The space complexity is also linear because the frequency map stores all unique elements, and the buckets collectively store every distinct number once.
Test Cases
from typing import List
from collections import Counter
class Solution:
def topKFrequent(self, nums: List[int], k: int) -> List[int]:
frequency_map = {}
for num in nums:
frequency_map[num] = frequency_map.get(num, 0) + 1
buckets = [[] for _ in range(len(nums) + 1)]
for num, frequency in frequency_map.items():
buckets[frequency].append(num)
result = []
for frequency in range(len(buckets) - 1, 0, -1):
for num in buckets[frequency]:
result.append(num)
if len(result) == k:
return result
return result
solution = Solution()
# Provided example
assert set(solution.topKFrequent([1,1,1,2,2,3], 2)) == {1,2} # standard case
# Single element
assert solution.topKFrequent([1], 1) == [1] # minimum input size
# Multiple frequent values
assert set(solution.topKFrequent([1,2,1,2,1,2,3,1,3,2], 2)) == {1,2} # tied high frequencies
# All unique elements
assert set(solution.topKFrequent([1,2,3,4], 2)).issubset({1,2,3,4}) # every frequency is 1
# Negative numbers
assert set(solution.topKFrequent([-1,-1,-2,-2,-2], 1)) == {-2} # negative integers
# k equals number of unique elements
assert set(solution.topKFrequent([4,4,5,5,6], 3)) == {4,5,6} # return all unique values
# Large repetition
assert solution.topKFrequent([7] * 1000, 1) == [7] # heavily repeated value
# Mixed frequencies
assert set(solution.topKFrequent([1,1,2,3,3,3,4,4,4,4], 2)) == {3,4} # descending frequencies
| Test | Why |
|---|---|
[1,1,1,2,2,3], k=2 |
Validates the standard example |
[1], k=1 |
Tests minimum input size |
[1,2,1,2,1,2,3,1,3,2], k=2 |
Tests multiple high-frequency elements |
[1,2,3,4], k=2 |
Ensures algorithm works when all frequencies are equal |
[-1,-1,-2,-2,-2], k=1 |
Verifies handling of negative numbers |
[4,4,5,5,6], k=3 |
Tests when k equals unique element count |
[7] * 1000, k=1 |
Tests extreme repetition |
[1,1,2,3,3,3,4,4,4,4], k=2 |
Verifies correct ordering by frequency |
Edge Cases
One important edge case occurs when the array contains only a single element. A naive implementation might assume multiple buckets or multiple unique values exist, but here there is exactly one valid answer. The implementation handles this naturally because the frequency map contains one entry and the bucket traversal immediately returns that value.

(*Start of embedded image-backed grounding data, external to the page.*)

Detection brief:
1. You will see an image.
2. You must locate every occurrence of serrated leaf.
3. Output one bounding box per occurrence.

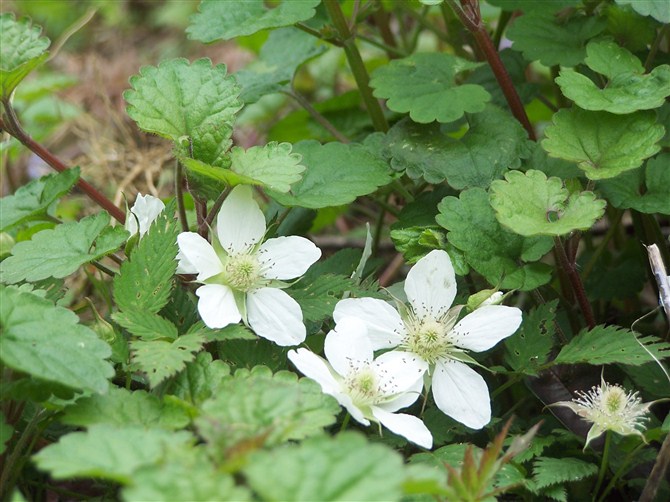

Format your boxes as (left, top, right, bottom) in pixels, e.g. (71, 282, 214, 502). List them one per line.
(489, 170, 606, 236)
(556, 41, 670, 114)
(0, 286, 113, 393)
(553, 325, 670, 366)
(131, 333, 205, 388)
(370, 53, 490, 124)
(382, 107, 530, 188)
(615, 0, 670, 22)
(124, 58, 242, 167)
(113, 309, 178, 341)
(437, 188, 554, 290)
(163, 351, 231, 406)
(243, 432, 405, 501)
(0, 212, 128, 284)
(531, 457, 598, 489)
(505, 300, 557, 375)
(188, 320, 257, 342)
(32, 424, 193, 482)
(229, 142, 305, 192)
(289, 274, 360, 322)
(113, 210, 179, 314)
(0, 168, 79, 232)
(0, 13, 51, 98)
(196, 367, 339, 453)
(235, 27, 326, 103)
(542, 108, 664, 180)
(507, 11, 605, 66)
(267, 140, 392, 208)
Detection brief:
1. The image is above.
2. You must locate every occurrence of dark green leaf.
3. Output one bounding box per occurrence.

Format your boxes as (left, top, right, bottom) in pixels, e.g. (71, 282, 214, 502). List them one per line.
(163, 351, 231, 406)
(113, 309, 179, 341)
(614, 0, 670, 23)
(505, 300, 557, 375)
(531, 457, 598, 489)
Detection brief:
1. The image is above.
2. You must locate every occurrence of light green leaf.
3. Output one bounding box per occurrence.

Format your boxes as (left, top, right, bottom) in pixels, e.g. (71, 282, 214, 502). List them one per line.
(615, 0, 670, 22)
(289, 274, 368, 322)
(243, 432, 405, 501)
(506, 11, 605, 67)
(504, 300, 557, 375)
(0, 13, 50, 98)
(490, 170, 606, 236)
(0, 168, 79, 232)
(553, 325, 670, 366)
(113, 309, 178, 341)
(187, 0, 320, 42)
(195, 366, 339, 453)
(32, 424, 193, 483)
(131, 333, 205, 388)
(542, 108, 664, 180)
(437, 188, 553, 290)
(0, 413, 13, 455)
(268, 140, 392, 208)
(370, 53, 490, 124)
(0, 286, 113, 393)
(0, 212, 128, 284)
(163, 351, 231, 406)
(531, 457, 598, 489)
(124, 58, 242, 167)
(230, 142, 305, 192)
(235, 27, 326, 103)
(188, 321, 257, 343)
(113, 210, 179, 314)
(556, 41, 670, 114)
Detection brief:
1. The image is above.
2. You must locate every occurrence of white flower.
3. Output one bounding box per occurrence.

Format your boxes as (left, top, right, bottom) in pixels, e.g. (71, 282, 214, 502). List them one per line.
(553, 377, 654, 448)
(334, 250, 522, 430)
(176, 185, 321, 346)
(288, 318, 432, 448)
(125, 194, 165, 237)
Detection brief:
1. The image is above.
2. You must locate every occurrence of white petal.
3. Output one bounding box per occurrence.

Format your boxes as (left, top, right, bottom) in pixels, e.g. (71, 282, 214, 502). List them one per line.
(177, 232, 223, 281)
(405, 250, 457, 320)
(432, 360, 491, 429)
(336, 392, 370, 426)
(216, 185, 266, 254)
(377, 372, 424, 412)
(324, 318, 373, 376)
(374, 350, 428, 395)
(333, 298, 406, 350)
(372, 407, 433, 449)
(175, 248, 197, 274)
(258, 236, 321, 280)
(288, 349, 340, 395)
(246, 287, 306, 346)
(126, 194, 165, 237)
(195, 284, 241, 328)
(451, 305, 522, 352)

Another tricky case is when every element appears exactly once. In this situation, all numbers end up in the same bucket. Some implementations incorrectly rely on frequency uniqueness, but this problem only guarantees uniqueness of the final answer, not uniqueness of every frequency. The bucket-based solution still works because all elements with frequency 1 are grouped together and returned as needed.
Negative integers are another common source of bugs. Some counting approaches incorrectly attempt to use array indices directly from the values themselves, which breaks for negative numbers. This implementation uses a hash map instead, so both positive and negative integers are handled uniformly and correctly.
A final edge case occurs when k equals the total number of unique elements. In this case, the algorithm must return every distinct value. The reverse bucket traversal naturally continues until all unique elements have been collected, ensuring correctness without requiring special handling.